Este é o rosto que marcou o meu dia, fez aquele meu dia melhor e inolvidável. O encontro com uma pigmeia; depois de escrever não estou certa da forma feminina a usar para pigmeu, mas deixo seguir o texto como está, também na razão de evocar Homero que a História (Ilíada) regista ter sido o primeiro a utilizar o termo. Após alguma pesquisa, verifico ainda que a palavra tem justamente origem grega: uma medida de comprimento utilizada por antigas civilizações, e que, dependendo do povo, poderá ter várias medidas mas sempre menos de metro e meio. Neste caso, remete a alturas. Felizmente, há muito que aprendemos que as pessoas não se medem aos palmos, pois o contrário seria tremendamente redutor e desprovido de ética. Na verdade, nasce-se e cresce-se até onde ditam os genes, um dia não se cresce mais e isto é como a cristalização predeterminada do próprio corpo; uma inapelável sentença. Mas o ser maior ou mais pequeno não tem que ver com matéria. Nem podemos julgar as pessoas por essa condição.

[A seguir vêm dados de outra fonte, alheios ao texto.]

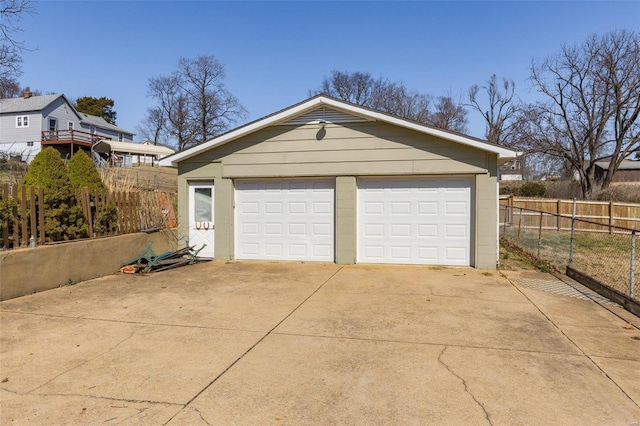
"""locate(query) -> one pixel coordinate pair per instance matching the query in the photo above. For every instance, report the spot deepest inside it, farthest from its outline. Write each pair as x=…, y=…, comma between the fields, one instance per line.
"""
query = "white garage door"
x=285, y=219
x=414, y=220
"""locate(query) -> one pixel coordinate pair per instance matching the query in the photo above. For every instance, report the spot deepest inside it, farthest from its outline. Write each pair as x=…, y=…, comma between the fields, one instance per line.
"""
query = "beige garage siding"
x=344, y=152
x=357, y=148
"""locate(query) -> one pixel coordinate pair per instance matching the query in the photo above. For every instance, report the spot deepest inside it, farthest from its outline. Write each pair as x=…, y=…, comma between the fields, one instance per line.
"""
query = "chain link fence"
x=603, y=252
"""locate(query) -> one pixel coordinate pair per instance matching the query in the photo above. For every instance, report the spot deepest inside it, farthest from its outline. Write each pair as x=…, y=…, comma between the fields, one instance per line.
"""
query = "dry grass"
x=148, y=183
x=602, y=256
x=140, y=178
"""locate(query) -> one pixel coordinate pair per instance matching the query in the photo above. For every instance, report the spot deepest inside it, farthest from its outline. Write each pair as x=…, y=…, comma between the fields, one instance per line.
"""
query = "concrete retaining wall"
x=26, y=271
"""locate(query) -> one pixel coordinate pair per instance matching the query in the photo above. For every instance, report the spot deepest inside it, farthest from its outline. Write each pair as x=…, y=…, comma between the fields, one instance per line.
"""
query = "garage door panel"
x=285, y=219
x=416, y=220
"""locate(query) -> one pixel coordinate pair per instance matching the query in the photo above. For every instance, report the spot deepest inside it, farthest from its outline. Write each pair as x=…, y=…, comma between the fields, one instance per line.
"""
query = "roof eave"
x=173, y=160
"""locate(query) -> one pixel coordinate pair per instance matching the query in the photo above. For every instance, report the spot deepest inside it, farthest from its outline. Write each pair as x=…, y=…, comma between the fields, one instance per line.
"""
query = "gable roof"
x=286, y=116
x=93, y=120
x=34, y=103
x=38, y=103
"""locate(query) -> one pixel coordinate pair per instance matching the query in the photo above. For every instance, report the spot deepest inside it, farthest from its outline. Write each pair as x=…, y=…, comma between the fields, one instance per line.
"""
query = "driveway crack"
x=464, y=383
x=201, y=416
x=267, y=334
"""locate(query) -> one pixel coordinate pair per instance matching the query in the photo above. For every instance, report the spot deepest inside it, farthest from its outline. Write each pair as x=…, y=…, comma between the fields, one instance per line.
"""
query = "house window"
x=22, y=121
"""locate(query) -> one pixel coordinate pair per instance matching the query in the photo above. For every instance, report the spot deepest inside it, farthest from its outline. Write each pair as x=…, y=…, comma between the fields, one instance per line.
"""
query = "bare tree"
x=500, y=111
x=153, y=126
x=193, y=102
x=449, y=115
x=592, y=104
x=363, y=89
x=11, y=49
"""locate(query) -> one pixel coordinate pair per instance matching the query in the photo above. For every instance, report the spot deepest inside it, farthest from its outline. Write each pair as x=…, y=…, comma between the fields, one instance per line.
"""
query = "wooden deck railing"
x=52, y=137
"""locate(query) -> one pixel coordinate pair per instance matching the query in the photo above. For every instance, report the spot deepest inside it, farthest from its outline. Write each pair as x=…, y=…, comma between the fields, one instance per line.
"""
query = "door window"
x=202, y=205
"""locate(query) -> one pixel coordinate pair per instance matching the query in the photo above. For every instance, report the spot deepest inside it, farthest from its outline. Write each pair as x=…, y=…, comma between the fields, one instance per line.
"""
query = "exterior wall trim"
x=312, y=103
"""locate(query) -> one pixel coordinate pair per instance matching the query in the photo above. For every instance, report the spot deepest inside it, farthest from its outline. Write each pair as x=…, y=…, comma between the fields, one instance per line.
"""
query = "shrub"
x=82, y=172
x=63, y=216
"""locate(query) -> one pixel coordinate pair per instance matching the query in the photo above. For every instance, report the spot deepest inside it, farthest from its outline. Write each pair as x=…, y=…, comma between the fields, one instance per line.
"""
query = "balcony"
x=70, y=137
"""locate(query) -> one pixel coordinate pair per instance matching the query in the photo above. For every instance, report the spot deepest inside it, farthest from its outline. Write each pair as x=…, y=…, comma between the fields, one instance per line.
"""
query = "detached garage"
x=326, y=180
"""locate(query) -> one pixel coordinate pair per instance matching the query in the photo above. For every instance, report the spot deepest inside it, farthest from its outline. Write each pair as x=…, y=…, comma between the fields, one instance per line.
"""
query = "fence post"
x=610, y=217
x=519, y=225
x=573, y=229
x=633, y=265
x=539, y=234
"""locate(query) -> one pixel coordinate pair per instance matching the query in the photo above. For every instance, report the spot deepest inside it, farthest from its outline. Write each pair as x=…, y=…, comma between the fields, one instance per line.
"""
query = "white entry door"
x=415, y=220
x=201, y=220
x=280, y=219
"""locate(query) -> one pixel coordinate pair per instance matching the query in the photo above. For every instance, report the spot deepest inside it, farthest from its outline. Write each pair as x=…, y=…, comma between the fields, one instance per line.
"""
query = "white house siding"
x=61, y=111
x=107, y=133
x=15, y=140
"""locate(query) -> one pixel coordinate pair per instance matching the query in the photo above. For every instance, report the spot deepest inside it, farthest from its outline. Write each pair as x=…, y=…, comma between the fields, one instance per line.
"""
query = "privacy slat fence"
x=22, y=214
x=597, y=216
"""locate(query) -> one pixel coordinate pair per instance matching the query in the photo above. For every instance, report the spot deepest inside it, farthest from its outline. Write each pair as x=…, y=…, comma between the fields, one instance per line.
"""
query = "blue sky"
x=275, y=52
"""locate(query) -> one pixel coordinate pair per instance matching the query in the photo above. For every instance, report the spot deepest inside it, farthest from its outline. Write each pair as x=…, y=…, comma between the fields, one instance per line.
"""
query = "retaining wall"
x=29, y=270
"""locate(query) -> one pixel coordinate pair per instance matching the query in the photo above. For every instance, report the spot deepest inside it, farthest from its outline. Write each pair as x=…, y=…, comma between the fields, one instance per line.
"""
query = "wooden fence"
x=596, y=216
x=25, y=216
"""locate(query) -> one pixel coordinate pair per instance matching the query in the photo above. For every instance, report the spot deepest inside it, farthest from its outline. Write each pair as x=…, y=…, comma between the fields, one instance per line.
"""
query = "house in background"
x=326, y=180
x=30, y=123
x=511, y=170
x=628, y=171
x=127, y=154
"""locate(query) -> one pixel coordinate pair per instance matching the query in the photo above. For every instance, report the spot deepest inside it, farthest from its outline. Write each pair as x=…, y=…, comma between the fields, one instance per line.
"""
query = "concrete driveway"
x=290, y=343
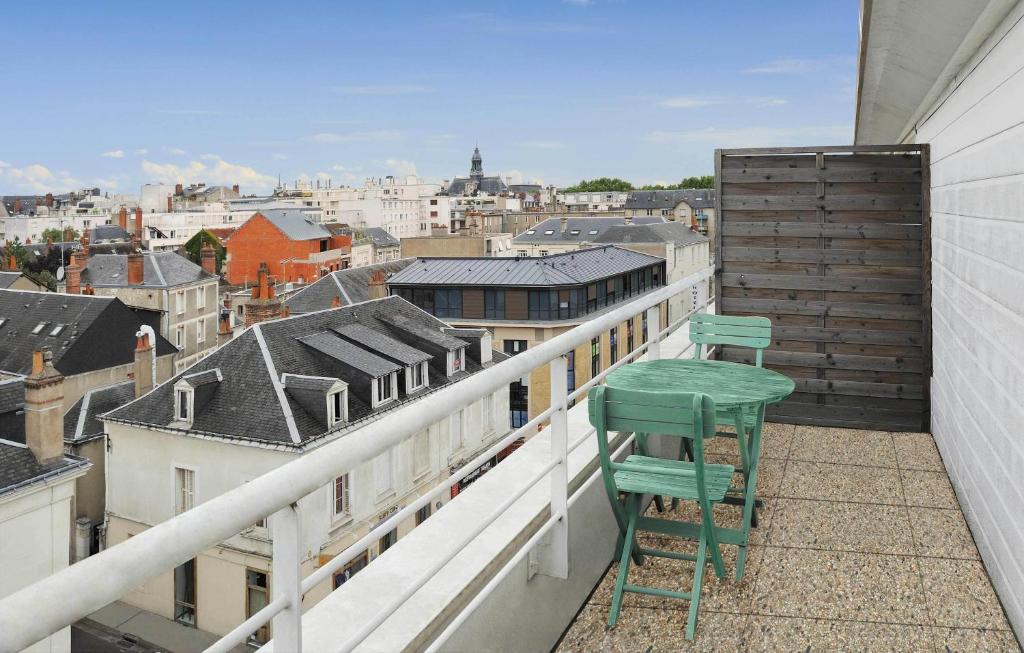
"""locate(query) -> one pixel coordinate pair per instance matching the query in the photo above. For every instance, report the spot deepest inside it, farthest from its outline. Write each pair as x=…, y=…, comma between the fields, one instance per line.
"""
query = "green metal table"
x=738, y=391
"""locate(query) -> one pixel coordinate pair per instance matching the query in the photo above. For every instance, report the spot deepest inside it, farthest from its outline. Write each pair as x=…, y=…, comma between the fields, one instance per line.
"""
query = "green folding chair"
x=680, y=415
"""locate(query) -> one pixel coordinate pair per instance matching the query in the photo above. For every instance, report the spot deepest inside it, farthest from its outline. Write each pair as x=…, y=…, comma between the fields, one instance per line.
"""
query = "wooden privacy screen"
x=833, y=245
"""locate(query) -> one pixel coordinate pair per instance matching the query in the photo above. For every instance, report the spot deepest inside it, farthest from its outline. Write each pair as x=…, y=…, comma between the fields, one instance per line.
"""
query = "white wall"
x=977, y=138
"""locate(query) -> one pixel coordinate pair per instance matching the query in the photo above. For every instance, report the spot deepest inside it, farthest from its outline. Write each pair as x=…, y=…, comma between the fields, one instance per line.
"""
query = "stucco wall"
x=977, y=139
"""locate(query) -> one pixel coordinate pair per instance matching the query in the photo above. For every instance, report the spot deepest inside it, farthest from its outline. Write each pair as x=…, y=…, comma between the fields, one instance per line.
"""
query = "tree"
x=600, y=185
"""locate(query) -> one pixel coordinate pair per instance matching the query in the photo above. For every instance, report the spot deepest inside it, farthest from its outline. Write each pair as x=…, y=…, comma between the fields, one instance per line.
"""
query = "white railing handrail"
x=109, y=575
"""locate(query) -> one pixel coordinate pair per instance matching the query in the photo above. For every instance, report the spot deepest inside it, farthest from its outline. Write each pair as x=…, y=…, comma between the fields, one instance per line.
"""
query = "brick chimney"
x=142, y=368
x=264, y=304
x=73, y=275
x=208, y=258
x=138, y=224
x=136, y=265
x=378, y=287
x=44, y=408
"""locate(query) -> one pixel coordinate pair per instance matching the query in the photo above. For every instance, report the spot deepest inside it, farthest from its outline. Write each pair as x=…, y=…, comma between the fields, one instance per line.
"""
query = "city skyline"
x=551, y=91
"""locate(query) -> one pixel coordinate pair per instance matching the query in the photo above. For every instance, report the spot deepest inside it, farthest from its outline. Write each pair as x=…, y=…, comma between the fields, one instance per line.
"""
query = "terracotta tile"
x=781, y=634
x=960, y=595
x=843, y=446
x=803, y=582
x=942, y=533
x=916, y=451
x=841, y=526
x=842, y=482
x=642, y=629
x=966, y=641
x=930, y=489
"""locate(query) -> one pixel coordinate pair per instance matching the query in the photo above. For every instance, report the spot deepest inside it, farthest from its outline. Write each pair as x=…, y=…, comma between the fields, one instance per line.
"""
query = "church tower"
x=476, y=165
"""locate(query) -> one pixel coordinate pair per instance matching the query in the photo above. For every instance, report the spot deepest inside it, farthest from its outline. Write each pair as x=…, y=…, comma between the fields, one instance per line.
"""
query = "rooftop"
x=582, y=266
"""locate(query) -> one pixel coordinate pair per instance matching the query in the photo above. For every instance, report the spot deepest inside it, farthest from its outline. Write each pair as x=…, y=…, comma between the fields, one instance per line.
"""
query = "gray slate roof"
x=695, y=198
x=295, y=224
x=350, y=286
x=578, y=229
x=665, y=232
x=160, y=269
x=246, y=405
x=570, y=268
x=97, y=332
x=18, y=468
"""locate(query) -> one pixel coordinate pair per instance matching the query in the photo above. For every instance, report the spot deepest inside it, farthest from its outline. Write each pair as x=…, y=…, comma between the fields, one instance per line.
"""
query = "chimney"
x=73, y=275
x=264, y=304
x=138, y=224
x=136, y=266
x=144, y=359
x=378, y=289
x=44, y=408
x=208, y=259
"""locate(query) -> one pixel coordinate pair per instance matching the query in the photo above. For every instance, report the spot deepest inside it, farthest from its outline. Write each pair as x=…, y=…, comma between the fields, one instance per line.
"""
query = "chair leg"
x=633, y=508
x=691, y=621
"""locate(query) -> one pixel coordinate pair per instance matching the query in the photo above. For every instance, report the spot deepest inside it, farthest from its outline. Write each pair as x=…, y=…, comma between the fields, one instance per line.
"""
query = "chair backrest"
x=689, y=415
x=707, y=329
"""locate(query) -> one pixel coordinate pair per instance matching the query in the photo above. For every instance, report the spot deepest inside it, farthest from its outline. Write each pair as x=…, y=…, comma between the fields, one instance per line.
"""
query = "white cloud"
x=385, y=89
x=220, y=173
x=544, y=144
x=354, y=137
x=754, y=136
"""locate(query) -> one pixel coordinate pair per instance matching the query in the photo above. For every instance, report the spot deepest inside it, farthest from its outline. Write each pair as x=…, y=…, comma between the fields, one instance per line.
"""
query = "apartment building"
x=278, y=391
x=526, y=301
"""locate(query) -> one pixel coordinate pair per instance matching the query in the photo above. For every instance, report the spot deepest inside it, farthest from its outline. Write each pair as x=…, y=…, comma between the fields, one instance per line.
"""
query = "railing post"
x=554, y=561
x=286, y=579
x=654, y=332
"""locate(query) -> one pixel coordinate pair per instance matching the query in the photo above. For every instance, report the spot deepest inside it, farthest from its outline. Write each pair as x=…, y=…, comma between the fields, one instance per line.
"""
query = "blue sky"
x=117, y=94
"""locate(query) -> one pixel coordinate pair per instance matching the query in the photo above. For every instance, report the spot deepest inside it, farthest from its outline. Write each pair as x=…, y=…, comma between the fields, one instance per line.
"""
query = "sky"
x=116, y=94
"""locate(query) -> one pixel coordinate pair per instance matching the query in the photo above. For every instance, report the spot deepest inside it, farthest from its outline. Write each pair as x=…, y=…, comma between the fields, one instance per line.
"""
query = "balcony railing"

Tive, portanto, o prazer de conhecer esta senhora numa loja em Bwindi. Não falava inglês mas ria e interagia com as suas cativantes danças e mimicas. Contorcia o corpo e emitia um dialeto por mim não entendível. É curioso quando alguém se ri para nós com o poder de nos contagiar. E percebemos claramente a virtude de trazer o “bom” ao de cima. Estas pessoas estão mais vivas que as outras e, nem chegamos a reparar na altura que, essa vida a mais que lhes sobra nos perpassa em centelhas de luz, de energia, ou qualquer outra coisa encantatória que se nos agarra para levarmos connosco. E esta é uma das múltiplas formas como podemos infetar a vida dos outros, vamos portanto sendo sujeitos a certas transformações vitais que hão-de fazer parte dos maiores mistérios do universo. Alguém disse que “se te conseguires interessar por outras pessoas, poderás ganhar o mundo” e, naquele caso, não eram precisas nenhumas palavras para despertar a emoção que nos faz rir e sentir o coração amaciado. Porque vendo bem as palavras não servem de nada sem o som, e o som já existia. Vinha dela uma linguagem que não se entendia mas também não era relevante. Como não era minimamente relevante a questão das alturas. Onde vingava a relevância da nossa interação era no rebrilhar dos olhos e na alegria do rosto que ofuscava as circunstâncias onde estávamos e o tempo. Isto é, eu estava dentro de uma loja e esqueci-me do que fui comprar e do tempo em que ali estive. Poucas vezes vi um sorriso tão autêntico na minha vida. Mas, se reparar com atenção, vejo como é espantoso o poder do sangue a fluir através do movimento dentro de uma expressão. Há-de ser o poder da bondade genuína ou a própria definição de autenticidade. Creio que em África existe um estado de atenção plena ao que acontece a cada instante. E, apesar de os pigmeus, provavelmente serem alvo de discriminação entre as diferentes étnias, naquele contexto eu nunca me lembraria das dificuldades destas pessoas em arranjar alimento, água e todos os demais desafios das suas 24 horas. Agora penso que a capacidade delas em relativizar, superar obstáculos e lidar com adversidades pode explicar a sua fonte primária de felicidade. Temos muito a aprender com estes “baixinhos” gigantes da floresta.